Il decreto aggiorna l’allegato III del D.Lgs. 27/2014, recependo tre direttive europee che modificano alcune deroghe previste dalla normativa RoHS sulle sostanze pericolose nelle AEE.

Il piombo torna ad essere consentito in tutte le apparecchiature elettriche?

No. Il decreto riguarda esclusivamente specifiche deroghe tecniche relative a determinate applicazioni, come saldature ad alta temperatura, componenti in vetro o ceramica e alcune leghe metalliche.

Perché esistono queste deroghe?

Perché in alcune applicazioni non sono ancora disponibili alternative tecnicamente affidabili che consentano di eliminare completamente il piombo senza compromettere sicurezza e prestazioni delle apparecchiature.

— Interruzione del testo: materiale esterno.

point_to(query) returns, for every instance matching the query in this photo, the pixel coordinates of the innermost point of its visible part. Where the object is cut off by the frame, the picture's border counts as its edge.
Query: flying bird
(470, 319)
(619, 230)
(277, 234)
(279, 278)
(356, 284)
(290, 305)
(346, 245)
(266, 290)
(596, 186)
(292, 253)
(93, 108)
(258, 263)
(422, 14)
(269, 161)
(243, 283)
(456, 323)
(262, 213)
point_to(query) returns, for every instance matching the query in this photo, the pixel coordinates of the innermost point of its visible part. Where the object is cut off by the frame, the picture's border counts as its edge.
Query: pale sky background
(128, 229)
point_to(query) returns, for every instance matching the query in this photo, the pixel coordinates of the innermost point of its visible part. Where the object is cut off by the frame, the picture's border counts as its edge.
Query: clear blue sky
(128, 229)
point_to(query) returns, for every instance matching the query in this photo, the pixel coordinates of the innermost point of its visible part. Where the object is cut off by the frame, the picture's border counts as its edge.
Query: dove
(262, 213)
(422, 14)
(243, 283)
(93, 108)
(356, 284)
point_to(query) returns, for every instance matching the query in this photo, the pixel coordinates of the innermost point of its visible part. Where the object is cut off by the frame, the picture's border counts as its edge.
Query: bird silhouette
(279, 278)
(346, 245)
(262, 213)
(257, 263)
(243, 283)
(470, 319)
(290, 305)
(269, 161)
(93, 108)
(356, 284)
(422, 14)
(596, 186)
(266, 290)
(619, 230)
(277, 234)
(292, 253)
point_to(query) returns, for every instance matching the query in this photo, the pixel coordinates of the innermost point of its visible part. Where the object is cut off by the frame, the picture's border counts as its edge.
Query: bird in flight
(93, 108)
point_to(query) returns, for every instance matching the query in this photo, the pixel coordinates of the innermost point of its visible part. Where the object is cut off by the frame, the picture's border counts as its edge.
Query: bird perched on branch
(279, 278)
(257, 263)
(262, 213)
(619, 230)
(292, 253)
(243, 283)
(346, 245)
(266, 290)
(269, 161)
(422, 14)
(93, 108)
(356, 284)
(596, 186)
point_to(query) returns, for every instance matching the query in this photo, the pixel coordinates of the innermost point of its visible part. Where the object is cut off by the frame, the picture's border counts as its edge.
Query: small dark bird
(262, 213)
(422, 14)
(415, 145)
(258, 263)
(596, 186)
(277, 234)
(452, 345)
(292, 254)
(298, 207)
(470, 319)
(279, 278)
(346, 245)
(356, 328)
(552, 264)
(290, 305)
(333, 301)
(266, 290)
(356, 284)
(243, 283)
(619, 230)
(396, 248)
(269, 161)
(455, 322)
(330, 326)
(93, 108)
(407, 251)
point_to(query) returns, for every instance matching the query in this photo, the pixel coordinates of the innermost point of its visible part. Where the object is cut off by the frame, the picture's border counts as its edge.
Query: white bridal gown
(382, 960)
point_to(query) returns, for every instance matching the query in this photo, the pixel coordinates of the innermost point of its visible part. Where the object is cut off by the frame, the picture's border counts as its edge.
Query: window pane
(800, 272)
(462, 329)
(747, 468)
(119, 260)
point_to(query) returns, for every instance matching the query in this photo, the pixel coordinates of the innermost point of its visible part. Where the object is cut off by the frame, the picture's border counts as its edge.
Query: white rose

Quale rapporto esiste tra RoHS e RAEE?

La normativa RoHS limita l’utilizzo delle sostanze pericolose nelle apparecchiature elettriche, mentre la disciplina RAEE regola la gestione dei prodotti a fine vita. Ridurre le sostanze pericolose rende più sicuro anche il riciclo delle apparecchiature.

Chi è interessato dalle nuove disposizioni?

Le modifiche riguardano principalmente produttori, importatori, distributori e fabbricanti di apparecchiature elettriche ed elettroniche, che dovranno verificare la conformità dei propri prodotti alle nuove deroghe previste dalla normativa.